As many Rise Against fans know, the band is known for being outspoken about social commentary in their music, and Nowhere Generation in no exception. And as McIlrath explained of the album's title track, "'Nowhere Generation' was just one song on the record, but the ideas behind it kept cropping up on different songs until we had an album title on a concept. It's starting from this premise that American culture has normalized the idea that you can work full time and still be poor. And the more we normalize it, the more we get used to idea. It's something that has become ingrained in people and young people, especially. And I feel like a lot of our fans, they would communicate these anxieties to us in their own way and we couldn't help but listen."

And when asked by a fan how their new music was influenced by the current social climate, Tim explained:

"There's so much we see in the headlines that is being talked about, that can be talked about, or is being sung about. And I feel like with Rise Against, we always want to try to find the spaces that aren't being talked about — the spaces in between. Sometimes people are having a great dialogue about issues and you don't feel like you need to regurgitate that or have nothing to add to it.
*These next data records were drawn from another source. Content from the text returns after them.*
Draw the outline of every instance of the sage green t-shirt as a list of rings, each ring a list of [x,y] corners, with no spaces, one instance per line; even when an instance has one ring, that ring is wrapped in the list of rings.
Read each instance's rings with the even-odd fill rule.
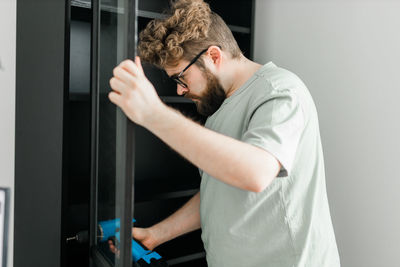
[[[261,193],[227,185],[200,170],[208,266],[340,266],[317,112],[303,82],[269,62],[205,126],[268,151],[282,165]]]

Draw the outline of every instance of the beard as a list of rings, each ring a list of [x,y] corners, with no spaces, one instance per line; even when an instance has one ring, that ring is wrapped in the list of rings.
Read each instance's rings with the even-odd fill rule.
[[[226,99],[226,93],[219,82],[209,70],[204,71],[207,79],[207,87],[200,97],[196,97],[197,112],[201,115],[209,117],[215,113]]]

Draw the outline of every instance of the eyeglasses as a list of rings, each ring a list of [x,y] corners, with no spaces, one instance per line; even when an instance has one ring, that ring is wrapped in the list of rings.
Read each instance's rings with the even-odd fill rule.
[[[197,56],[195,56],[192,61],[190,61],[189,65],[187,65],[179,74],[175,74],[172,75],[170,78],[176,82],[177,84],[179,84],[180,86],[182,86],[183,88],[187,88],[187,84],[181,80],[181,77],[183,75],[183,73],[190,67],[192,66],[199,58],[202,54],[204,54],[206,51],[208,50],[208,48],[204,49],[203,51],[201,51]]]

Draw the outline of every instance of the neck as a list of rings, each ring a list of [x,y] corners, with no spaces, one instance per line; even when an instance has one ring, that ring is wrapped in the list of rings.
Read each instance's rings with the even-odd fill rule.
[[[226,75],[220,79],[226,97],[230,97],[262,66],[247,59],[243,55],[241,55],[239,59],[231,59],[230,62],[227,63]]]

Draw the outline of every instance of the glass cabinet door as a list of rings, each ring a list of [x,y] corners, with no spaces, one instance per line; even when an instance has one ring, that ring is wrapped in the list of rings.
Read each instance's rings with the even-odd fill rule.
[[[134,58],[136,1],[92,0],[92,11],[91,247],[96,266],[125,267],[132,265],[134,126],[108,94],[114,67]]]

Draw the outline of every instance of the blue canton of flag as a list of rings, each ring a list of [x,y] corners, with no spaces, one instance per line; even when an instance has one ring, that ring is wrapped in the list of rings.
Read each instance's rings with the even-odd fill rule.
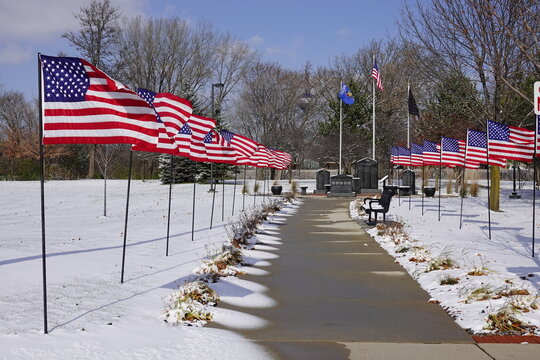
[[[191,135],[191,128],[189,127],[189,125],[187,123],[184,124],[184,126],[182,126],[182,128],[180,129],[180,134],[184,134],[184,135]]]
[[[437,144],[424,140],[424,152],[437,152]]]
[[[150,90],[138,88],[137,94],[139,94],[139,96],[142,97],[143,100],[146,101],[148,105],[152,107],[152,109],[154,109],[158,122],[162,122],[161,117],[159,116],[158,112],[156,111],[156,108],[154,107],[154,99],[156,98],[156,93]]]
[[[422,148],[422,146],[414,144],[414,143],[411,145],[411,153],[422,154],[423,152],[424,152],[424,149]]]
[[[483,131],[469,130],[469,136],[467,138],[467,146],[474,146],[479,148],[487,148],[486,133]]]
[[[508,125],[488,121],[488,136],[490,140],[509,141],[510,130],[508,129]]]
[[[45,101],[83,101],[90,78],[79,59],[56,58],[43,61],[43,84]]]
[[[230,144],[234,134],[227,130],[221,130],[220,133],[221,133],[221,136],[223,136],[225,140],[227,140],[227,142]]]
[[[442,137],[442,151],[459,152],[457,139]]]
[[[205,144],[211,144],[212,143],[212,131],[209,131],[208,134],[204,136],[203,139]]]
[[[338,96],[345,104],[354,104],[354,98],[352,96],[351,90],[347,85],[341,84],[341,90],[339,91]]]

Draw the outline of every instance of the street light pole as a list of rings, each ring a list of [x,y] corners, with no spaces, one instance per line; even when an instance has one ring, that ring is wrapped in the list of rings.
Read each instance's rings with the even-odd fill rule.
[[[214,88],[215,87],[222,88],[223,83],[214,83],[214,84],[212,84],[212,89],[211,89],[211,92],[210,92],[210,111],[211,111],[211,114],[212,114],[212,118],[216,117],[216,111],[215,111],[215,108],[214,108]],[[214,163],[210,163],[210,191],[214,191],[214,192],[216,191],[216,189],[214,187]]]

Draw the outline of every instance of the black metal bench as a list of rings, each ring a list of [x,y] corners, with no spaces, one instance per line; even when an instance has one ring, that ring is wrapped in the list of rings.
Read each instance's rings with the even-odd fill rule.
[[[394,189],[385,189],[380,198],[365,198],[362,208],[369,215],[368,222],[370,224],[377,223],[377,216],[379,213],[383,214],[383,221],[386,222],[386,213],[390,208],[390,201],[392,196],[396,195]],[[371,214],[375,214],[375,221],[371,219]]]

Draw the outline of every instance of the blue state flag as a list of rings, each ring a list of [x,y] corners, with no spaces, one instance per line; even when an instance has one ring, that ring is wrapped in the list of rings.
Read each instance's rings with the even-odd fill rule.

It's just exciting to see people actually engaged in it. And what I found going into this record, thinking about people who listen to our band and what we sing about, I really felt like there was something not being talked about. And it was about this generation is about millennials, it was about young people, younger than millennials. And I feel like people my age and our age were very dismissive of their complaints about the world. And there [are] a lot of millennial jokes, it's often the punchline, and the more I heard them, the more I found that they were really insensitive to what's happening to young people who are looking for a better future."

He added, "It's not that they have these unwarranted complaints, it's they have these real, real complaints about what's happening, that it's like this ladder to success is being burned away by people at the top. And that stuff I didn't really see was in the headlines, and I knew people who weren't seeing that. And so I felt like this was such a root of problems. That's such a very basic thing that people are waking up today with this insane weight on their shoulders. And they're trying to identify it. They're trying to point to what it is, like, what is making me feel this way? And they're kind of tired of being dismissed. They're tired of being ignored or tired of someone saying, 'Oh, you just got to deal with that, walk it off, you'll be fine.' The people who are sick of that, because there's a lot of data and research showing us that growing up and living and existing today here in 2021, it's different. We're in an unprecedented time where there's push and pull of society, of the economy, of politics, of just everything is kind of tearing people apart and they're wanting to put a finger on it. And so that's where I felt like Rise Against could be a part of the conversation this year."